Ogard lança un regard à Orm, intrigué à l’idée de savoir si son chef lui disait toute la vérité ? À savoir s’il avait été épargné de tout mal par les radiations. Mais il se doutait que son compagnon ne parlerait pas, s’il n’en avait pas envie. Il reporta donc son attention au frère cadet.

 – Il existe plusieurs types de monstres. Et tu ne fais partie d’aucune de ces catégories. A cause des maladies ou de la folie que développent les mutants, les gens en ont peur. Mais c’est aussi à cause d’un événement datant d’une soixantaine d’années que tout le monde se méfie de gens avec des capacités qui… sortent de l’ordinaire.

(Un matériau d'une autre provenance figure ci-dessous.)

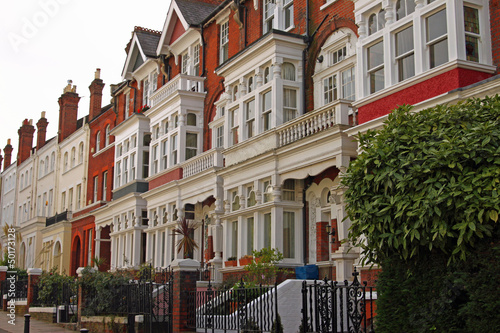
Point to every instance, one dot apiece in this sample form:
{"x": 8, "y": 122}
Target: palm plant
{"x": 186, "y": 228}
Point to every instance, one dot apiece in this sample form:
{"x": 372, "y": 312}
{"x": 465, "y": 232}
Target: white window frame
{"x": 224, "y": 42}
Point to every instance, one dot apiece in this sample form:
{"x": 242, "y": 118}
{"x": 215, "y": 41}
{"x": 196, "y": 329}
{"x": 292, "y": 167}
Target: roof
{"x": 195, "y": 11}
{"x": 148, "y": 39}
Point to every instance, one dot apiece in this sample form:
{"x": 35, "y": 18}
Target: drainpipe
{"x": 307, "y": 184}
{"x": 304, "y": 60}
{"x": 135, "y": 93}
{"x": 203, "y": 63}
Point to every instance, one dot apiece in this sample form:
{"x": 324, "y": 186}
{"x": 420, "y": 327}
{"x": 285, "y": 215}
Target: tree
{"x": 427, "y": 181}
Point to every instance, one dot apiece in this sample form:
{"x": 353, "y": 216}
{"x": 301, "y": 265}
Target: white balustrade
{"x": 180, "y": 82}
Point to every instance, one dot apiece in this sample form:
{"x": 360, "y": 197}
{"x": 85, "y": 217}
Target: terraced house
{"x": 239, "y": 116}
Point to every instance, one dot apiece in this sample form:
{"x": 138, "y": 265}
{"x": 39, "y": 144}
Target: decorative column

  L’ancien marchand expliqua à ses compagnons qu’ils existaient des personnes différentes pour bien des raisons : force accrue, sens surdéveloppés, d’autres se vantant de télépathie, avaient voulu prendre le pouvoir à Spindelsinn. Les détails exacts des facultés de ces gens, restaient vagues, au fil du temps les rumeurs étaient devenues nombreuses et ces histoires n’étaient à présent que des légendes, ou des contes pour enfants. Mais de ce qu'Ogard savait de sources sûres, c’était que ces mutants se faisaient appeler des Amplifiés. Ils se considéraient comme l’évolution de l’espèce humaine et en poursuivant sur cette logique, ils se devaient de diriger le monde. De pareil conflits, il y en avait eu un peu partout sur le globe. Et c’est à cause de ça que les mutants sont dangereux dans les mœurs, tout ce qui sort de l’ordinaire est alors mal vu, pour éviter tout problème. Car ces petites guerres pour le pouvoir, avaient entrainé bons nombres de morts. Ogard conclut alors :

 – Tu es un Amplifié toi aussi, Sven. Ce qui ne fait de toi, ni un dieu, ni un monstre. Seuls tes agissements diront ce que tu es. En attendant, considère cette faculté comme un don du ciel : sans elle, les radiations t’auraient peut-être tué.